Scientific classification
- Clade: Archaeplastida
- Division: Rhodophyta
- Class: Florideophyceae
- Order: Ceramiales
- Family: Rhodomelaceae
- Genus: Polysiphonia
- Species: P. elongella
- Binomial name: Polysiphonia elongella Harvey

= Polysiphonia elongella =

- Genus: Polysiphonia
- Species: elongella
- Authority: Harvey

Species of algae

Polysiphonia elongella Harvey in W.J. Hooker is a branched species of marine red algae in the genus in the Polysiphonia in the Rhodophyta.

==Description==
This marine alga grows as small cylindrical thalli branching to about 10 cm long.

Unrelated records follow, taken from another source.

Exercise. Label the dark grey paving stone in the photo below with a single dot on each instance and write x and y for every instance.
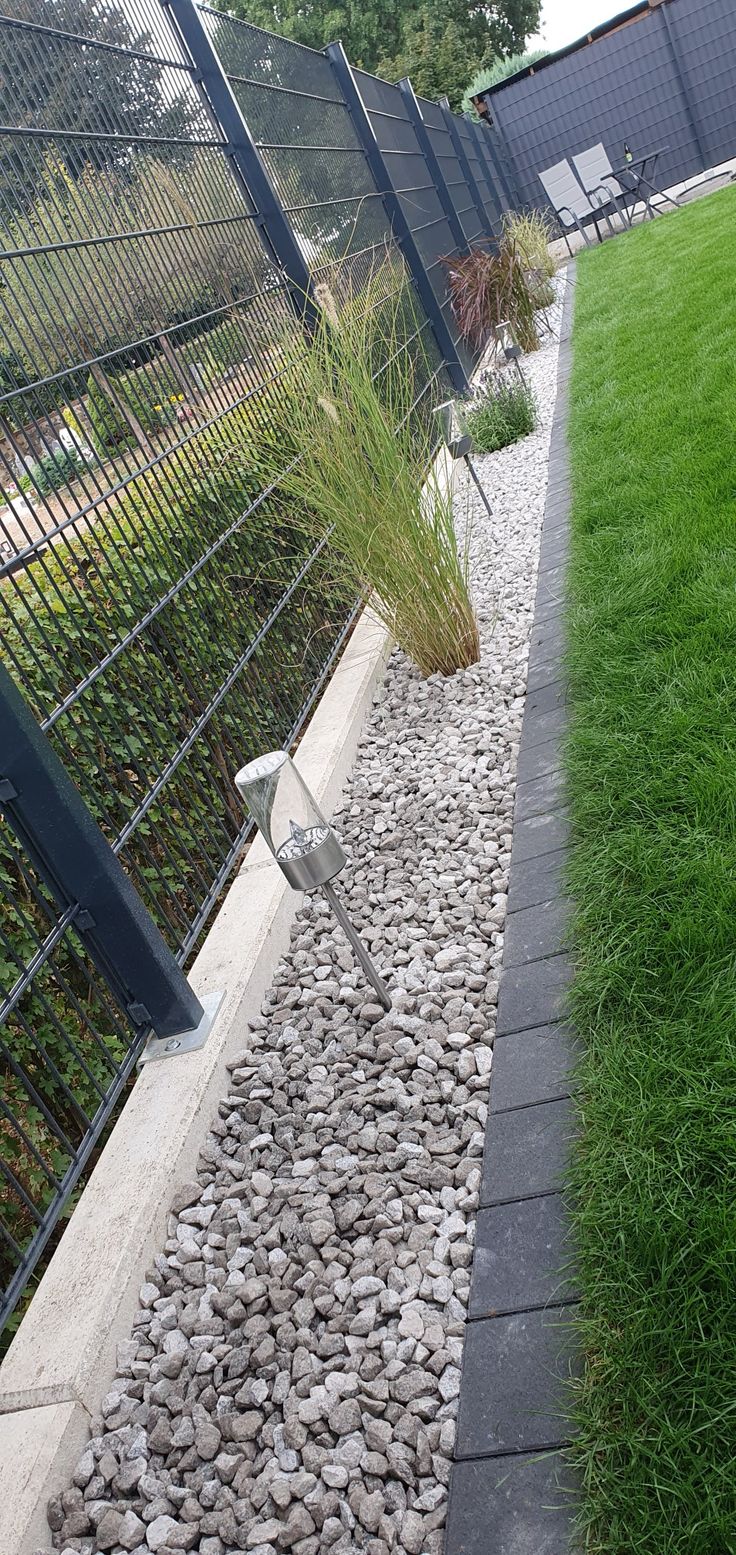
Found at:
(545, 672)
(534, 761)
(548, 610)
(546, 638)
(539, 834)
(523, 1257)
(511, 1506)
(532, 994)
(554, 549)
(514, 1392)
(526, 1151)
(536, 932)
(529, 1067)
(537, 880)
(539, 796)
(539, 726)
(551, 587)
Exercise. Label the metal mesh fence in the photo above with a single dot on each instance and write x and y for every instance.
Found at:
(162, 611)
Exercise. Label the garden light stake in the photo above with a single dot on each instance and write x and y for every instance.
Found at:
(304, 845)
(459, 442)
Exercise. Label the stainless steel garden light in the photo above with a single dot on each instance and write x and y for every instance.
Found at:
(304, 845)
(508, 345)
(459, 442)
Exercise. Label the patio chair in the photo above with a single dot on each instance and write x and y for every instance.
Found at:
(596, 176)
(570, 202)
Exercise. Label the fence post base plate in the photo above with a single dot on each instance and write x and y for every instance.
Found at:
(185, 1041)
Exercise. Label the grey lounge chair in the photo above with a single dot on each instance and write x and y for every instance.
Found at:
(570, 201)
(596, 176)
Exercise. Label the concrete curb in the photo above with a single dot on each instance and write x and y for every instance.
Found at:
(511, 1488)
(63, 1358)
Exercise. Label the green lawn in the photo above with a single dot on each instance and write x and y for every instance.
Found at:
(652, 782)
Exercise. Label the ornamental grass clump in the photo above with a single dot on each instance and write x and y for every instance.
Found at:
(363, 473)
(532, 232)
(487, 288)
(506, 412)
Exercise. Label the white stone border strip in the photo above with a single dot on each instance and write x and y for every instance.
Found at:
(63, 1358)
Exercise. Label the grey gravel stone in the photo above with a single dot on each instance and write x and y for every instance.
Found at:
(291, 1380)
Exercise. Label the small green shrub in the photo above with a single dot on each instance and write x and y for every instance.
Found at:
(50, 473)
(501, 417)
(498, 70)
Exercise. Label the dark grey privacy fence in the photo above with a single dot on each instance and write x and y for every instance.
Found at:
(175, 190)
(660, 75)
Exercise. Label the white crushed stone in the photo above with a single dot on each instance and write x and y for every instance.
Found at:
(293, 1375)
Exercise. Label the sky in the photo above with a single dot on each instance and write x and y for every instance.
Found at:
(565, 20)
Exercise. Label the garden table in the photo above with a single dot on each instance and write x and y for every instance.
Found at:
(641, 174)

It grows as an erect axis attached by a disk-like holdfast. The main axis is unbranched towards the base but bears lateral branches higher up. Each erect axes is composed of a polysiphonous axis with a central row of cells surrounded 4 perixial cells all of the same length. The branches, unlike Polysiphonia elongate, are only slightly constricted at their base. Cortication filaments grow downwards in the grooves between the periaxial cells and lower down these form a complete cortication. Trichoblasts are borne near the apices.

==Reproduction==
Globose cystocarps and bisporangia are recorded, the tetrasporangia are sparse.

==Habitat==
Grows below low-water on sheltered shores.

==Distribution==
The species is recorded from Ireland, Great Britain, including the Isle of Man, the Shetland Islands and the Channel Islands. The few records from Northern Ireland are old and require confirmation. Also recorded from France and the Mediterranean.